The purpose of this study was to use PCA to characterize movement strategies, through reducing a large data set of hip, knee, and ankle NJMs measured during vertical jumping. The main results of this study were that for all comparisons considered here, 90% of the variance in the raw data could be described by at most 3 PCs, and in many cases by 2. Whilst there are multiple sources of variation within the dataset (e.g., joint, trial, individual), we suggest that the PCs here largely describe the variance in joint moments during jumping, and suggest that the joint moment production both within, and between individuals and within each task, share similar structural patterns. Further to this, the dimensionality of sagittal plane lower limb extension in some forms of vertical jumping can be reduced to only 2 functional DOF. This is an important result—it indicates that simply providing the participants with the task constraint “jump as high as you can” produced a markedly similar pattern, and that between and within participant variation amounted to <10%. This is a highly non-trivial result and provides insight to the nature of motor control within this task—although it has previously been suggested that during jumping, people exhibit a characteristic proximal to distal pattern of joint moment production (Bobbert and van Ingen Schenau, 1988), the degree of similarity has not been emphasized.
When considering the group and individual analysis for CMJnas only 2 PCs are required to explain over 90% of the variance (Figure 3). This would suggest the relationships between curves are not just unique to specific individuals but are demonstrated by the whole group. If this was not the case further PCs would be required to describe the movement. For CMJas an additional PC was required at the group level in order to capture 90% of the variance in the data (see Figure 3), although it was not required at the individual level. These results are consistent with previous research findings which have also looked to determine how the high dimensionality of human movement can be reduced to low dimensional states (see Soechting and Flanders, 1997; Borzelli et al., 1999; Balasubramaniam and Turvey, 2004; Witte et al., 2009; Nordin and Dufek, 2016a; Majed et al., 2017), For example, (Santello et al., 1998) have shown that in a hand grasping task only two PCs were required to describe over 80% of the variance in the data, demonstrating few synergies govern the production of hand motion in the specific grasping task. Equally, in a sit to stand task only two PCs were required to describe the task from six components of ground reaction force data (see Borzelli et al., 1999).

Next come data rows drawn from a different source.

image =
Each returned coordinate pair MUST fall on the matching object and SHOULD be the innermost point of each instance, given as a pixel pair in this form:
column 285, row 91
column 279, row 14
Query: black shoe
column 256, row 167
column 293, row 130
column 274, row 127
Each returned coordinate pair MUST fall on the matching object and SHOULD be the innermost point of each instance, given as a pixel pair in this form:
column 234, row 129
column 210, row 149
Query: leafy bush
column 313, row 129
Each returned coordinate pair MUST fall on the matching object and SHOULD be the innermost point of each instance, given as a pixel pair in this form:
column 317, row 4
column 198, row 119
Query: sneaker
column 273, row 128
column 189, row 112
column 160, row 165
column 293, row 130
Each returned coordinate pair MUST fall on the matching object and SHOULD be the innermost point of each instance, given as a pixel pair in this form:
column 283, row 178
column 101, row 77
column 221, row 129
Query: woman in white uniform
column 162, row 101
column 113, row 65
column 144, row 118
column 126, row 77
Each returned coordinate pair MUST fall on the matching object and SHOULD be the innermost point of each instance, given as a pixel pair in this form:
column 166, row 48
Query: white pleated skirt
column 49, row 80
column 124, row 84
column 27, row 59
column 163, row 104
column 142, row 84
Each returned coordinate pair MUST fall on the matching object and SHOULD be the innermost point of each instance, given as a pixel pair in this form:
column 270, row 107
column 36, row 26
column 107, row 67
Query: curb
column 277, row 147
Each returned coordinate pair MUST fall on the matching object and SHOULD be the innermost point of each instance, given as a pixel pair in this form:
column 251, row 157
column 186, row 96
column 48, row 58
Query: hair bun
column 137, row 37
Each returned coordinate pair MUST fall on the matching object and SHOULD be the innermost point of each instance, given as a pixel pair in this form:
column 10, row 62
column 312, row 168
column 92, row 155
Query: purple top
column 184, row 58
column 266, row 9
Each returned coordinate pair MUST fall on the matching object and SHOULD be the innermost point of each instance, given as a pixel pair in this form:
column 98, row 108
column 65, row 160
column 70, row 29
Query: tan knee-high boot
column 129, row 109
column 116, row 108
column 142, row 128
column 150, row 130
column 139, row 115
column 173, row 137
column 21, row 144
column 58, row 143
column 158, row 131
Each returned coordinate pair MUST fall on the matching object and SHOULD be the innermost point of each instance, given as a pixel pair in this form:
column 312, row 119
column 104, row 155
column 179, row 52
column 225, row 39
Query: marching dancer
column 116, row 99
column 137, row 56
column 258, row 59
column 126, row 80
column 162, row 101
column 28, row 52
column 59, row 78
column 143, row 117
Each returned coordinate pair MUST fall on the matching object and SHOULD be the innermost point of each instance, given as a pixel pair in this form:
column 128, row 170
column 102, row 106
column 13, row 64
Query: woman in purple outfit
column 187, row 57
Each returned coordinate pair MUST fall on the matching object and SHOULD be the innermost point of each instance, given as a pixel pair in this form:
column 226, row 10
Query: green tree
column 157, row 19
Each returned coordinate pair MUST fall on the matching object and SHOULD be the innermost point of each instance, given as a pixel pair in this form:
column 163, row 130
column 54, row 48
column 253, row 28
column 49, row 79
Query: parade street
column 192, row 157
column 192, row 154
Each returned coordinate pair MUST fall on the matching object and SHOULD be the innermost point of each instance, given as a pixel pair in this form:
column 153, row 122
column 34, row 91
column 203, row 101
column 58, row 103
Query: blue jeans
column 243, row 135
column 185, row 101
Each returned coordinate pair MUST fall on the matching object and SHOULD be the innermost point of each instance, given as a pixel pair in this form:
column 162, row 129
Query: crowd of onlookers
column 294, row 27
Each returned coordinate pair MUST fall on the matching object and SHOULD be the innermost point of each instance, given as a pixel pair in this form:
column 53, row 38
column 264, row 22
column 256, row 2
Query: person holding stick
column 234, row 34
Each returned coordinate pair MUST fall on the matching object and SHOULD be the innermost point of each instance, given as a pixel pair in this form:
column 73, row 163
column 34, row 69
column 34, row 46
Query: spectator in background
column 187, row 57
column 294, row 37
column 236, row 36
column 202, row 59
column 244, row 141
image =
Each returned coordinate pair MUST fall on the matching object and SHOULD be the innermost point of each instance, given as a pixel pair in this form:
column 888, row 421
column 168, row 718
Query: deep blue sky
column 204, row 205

It is interesting to note that at only the group level an additional PC was required to describe over 90% of the variance within the dataset for CMJas. The need for the third PC is indicative of the greater variability in the CMJas data. This greater variability is seen both within individuals (see Figure 1) and between individuals (see Figure 2), where a significant difference in explained variance for PC1 was observed between CMJnas and CMJas. In contrast, in analysis 4 (which essentially eliminates the effect of within individual variation on the group scores) only 2 PCs are required to explain 90% of the variance. This improvement in predictive value is gained in the variance explained by PC1g. It is interesting to consider the shape of the PC3g score and think about the linear sum of the PC1g score with PC3g score. In particular, the effect of adding PC3g to PC1g is to make the curve less flat and to make it more peaked toward the end of the jump. This type of variation is also seen between individuals (Figure 2). It is also worth noting that the requirement for a third PC for the group analysis provides further support for the fact that the reduction to 2 PCs seen for CMJnas is not trivial. The increase in variability within the CMJas data could be related to unfamiliarity with the task or complexity of the task for the participants involved. It has previously been demonstrated an increase in complexity of a task results in an increase in dimensionality and a reduction in explained variance within the first principal component (Zago et al., 2017). Whilst participants within this study were familiar with jumping, the requirement to use an arm swing may have added complexity to the task such that they were required to explore movement options to a greater extent than in the constrained CMJnas condition.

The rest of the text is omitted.